Feministe,
I’m glad and eager to be reporting for my guest blogging duties and writing the obligatory introduction post.
My name is Lisa (formerly known as and using the pseudonym (“Sudy”) and I blog at My Ecdysis (formerly A Womyn’s Ecdysis) which is the harbor to my feminist ships, all my thoughts exploring the limitless waters of feminisms, equality, psychology, and self.
I’m a writer, not so much a blogger. The distinction between the two, for me, is that bloggers (at least, the bloggers I really respect and follow) are terrific at engaging and responding to their comments. Bloggers are those that frequently dialogue and interact with their readers.
I am a memoirist, an essayist, a poet. I write for the sake of writing. I write for the sake of revelation. I write for catharsis. I write to get a better grip on reality.
I’m more of a writer that uses a blog. See the distinction?
I use my blog for those reasons. I sometimes comment and engage, but oftentimes, I let it be. I let comments sit and soak for awhile. Contemplative writing is more my practice than reactionary-based blogging. Or, quite simply, I write as an offering. Nothing more, nothing less.
And it is with that that I share my “rules.”
I welcome dialogue and challenge, but that looks different for a personal essay than when you challenge, say, a post about the Hyde Amendment. Meaning, I welcome your words and thoughts, of course, but I may not always choose to engage, answer, or reply. Why? Because personal essay comes from reflective and questioning marrow. Flip comments or derailing questions go over my head and I let them pass. I’m not avoiding, I am just perpetually weighing questions, depth, and time. If that style doesn’t jive with you, hey, I take no offense. Skip, skip, skip to something more your fancy.
I write to offer. Nothing more, nothing less.

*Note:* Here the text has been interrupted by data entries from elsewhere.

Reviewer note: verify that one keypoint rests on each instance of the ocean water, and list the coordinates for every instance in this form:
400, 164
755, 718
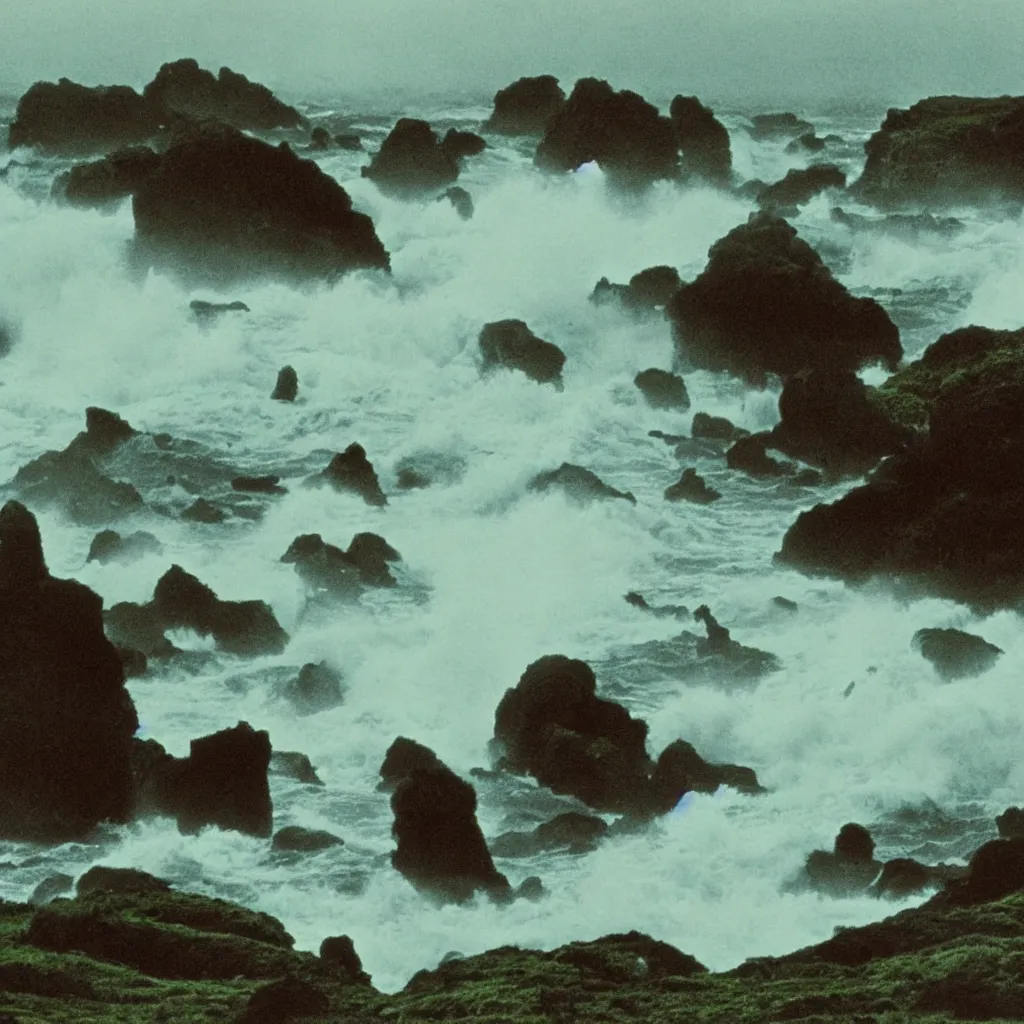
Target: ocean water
494, 577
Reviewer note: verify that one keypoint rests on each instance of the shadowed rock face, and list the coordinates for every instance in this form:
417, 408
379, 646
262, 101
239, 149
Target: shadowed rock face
223, 207
946, 150
66, 718
767, 303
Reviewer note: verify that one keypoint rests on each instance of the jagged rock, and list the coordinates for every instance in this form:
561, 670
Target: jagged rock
662, 389
66, 718
288, 385
955, 654
691, 487
525, 107
68, 119
946, 150
183, 88
621, 131
794, 315
223, 207
510, 344
702, 139
440, 849
579, 483
412, 162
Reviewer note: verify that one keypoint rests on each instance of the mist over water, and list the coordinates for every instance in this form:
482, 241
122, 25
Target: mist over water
493, 577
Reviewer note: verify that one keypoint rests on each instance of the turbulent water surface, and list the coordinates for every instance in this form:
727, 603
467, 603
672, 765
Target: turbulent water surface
494, 577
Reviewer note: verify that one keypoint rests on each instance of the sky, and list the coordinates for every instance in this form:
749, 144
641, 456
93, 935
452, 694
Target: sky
733, 50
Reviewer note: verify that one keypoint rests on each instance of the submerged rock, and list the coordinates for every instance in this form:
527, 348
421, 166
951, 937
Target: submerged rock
795, 315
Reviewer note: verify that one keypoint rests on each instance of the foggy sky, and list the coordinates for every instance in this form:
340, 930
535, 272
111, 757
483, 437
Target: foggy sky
731, 50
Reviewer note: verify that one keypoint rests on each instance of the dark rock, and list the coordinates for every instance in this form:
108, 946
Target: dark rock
68, 119
749, 456
460, 144
955, 654
512, 345
702, 139
716, 428
104, 183
412, 162
946, 150
571, 833
223, 207
525, 107
778, 126
630, 140
800, 186
296, 766
189, 91
832, 421
794, 315
460, 200
110, 546
351, 471
295, 839
662, 389
579, 483
691, 487
316, 688
440, 849
66, 718
288, 385
203, 511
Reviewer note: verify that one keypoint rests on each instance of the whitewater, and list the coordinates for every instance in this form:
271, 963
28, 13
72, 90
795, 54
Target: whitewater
494, 577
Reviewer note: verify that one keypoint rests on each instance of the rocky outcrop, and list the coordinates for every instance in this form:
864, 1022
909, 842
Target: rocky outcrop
510, 344
223, 207
525, 107
66, 719
412, 162
945, 151
704, 141
627, 136
183, 88
794, 314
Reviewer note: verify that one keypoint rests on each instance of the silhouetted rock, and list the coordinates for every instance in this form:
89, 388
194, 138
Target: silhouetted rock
578, 483
104, 183
66, 719
412, 162
68, 119
223, 207
955, 654
702, 139
621, 131
351, 471
183, 88
662, 389
525, 107
288, 385
510, 344
691, 487
946, 150
767, 303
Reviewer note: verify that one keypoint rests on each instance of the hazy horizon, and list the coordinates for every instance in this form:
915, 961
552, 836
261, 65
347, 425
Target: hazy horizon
794, 50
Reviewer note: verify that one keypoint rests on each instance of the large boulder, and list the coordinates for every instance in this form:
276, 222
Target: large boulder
223, 207
440, 849
631, 141
71, 120
525, 107
66, 719
183, 88
412, 162
767, 303
946, 150
704, 141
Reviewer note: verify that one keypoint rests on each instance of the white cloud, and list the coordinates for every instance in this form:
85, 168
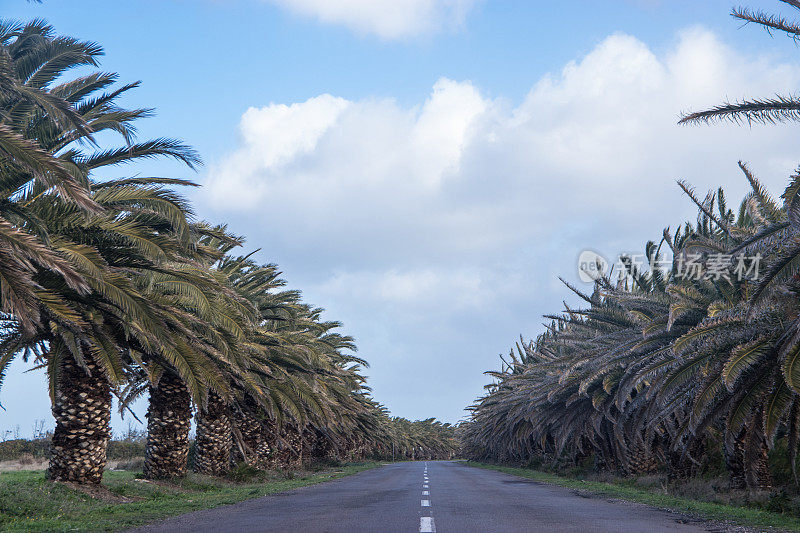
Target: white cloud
440, 228
388, 19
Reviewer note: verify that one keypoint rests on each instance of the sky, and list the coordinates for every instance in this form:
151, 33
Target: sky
425, 170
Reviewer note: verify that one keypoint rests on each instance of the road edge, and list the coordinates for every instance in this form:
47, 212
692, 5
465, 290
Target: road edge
728, 515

Currently, I’m 20 weeks pregnant which means my head is swarming with a lot of thoughts, not a lot of order, and an abbreviated amount of time. So, sometimes my passion radiates deep reds and oranges around my mainstay issues like spirituality, identity, sexual violence, feminisms, radical women of color, and liberation. Or, depending on the swing of the day, I probe into REALLY provocative conflicts like, “Why do so many people tell me about their birthing experiences while I’m grocery shopping, assuming I want to hear their stitch stories while I’m sniffing and weighing a cantaloupe?”
My favorite writing tools are humor, brevity, emotion and exploring conflict.
Here’s some information that I don’t really feel is critical except for the fact everyone asks for demographic-y kind of information once you start posting:
I identify Filipina-American, led by values concerned with social justice, transnational feminisms, and perfecting the definition of radical love. I’m a freelance writer and photographer and am a sections editor for (HOLLA!) make/shift magazine. To pay bills, I use my over-educated mind in the non-profit sector after breaking my addiction to academia and the university scene.
Did I mention that brevity is one of my favorite writing tools?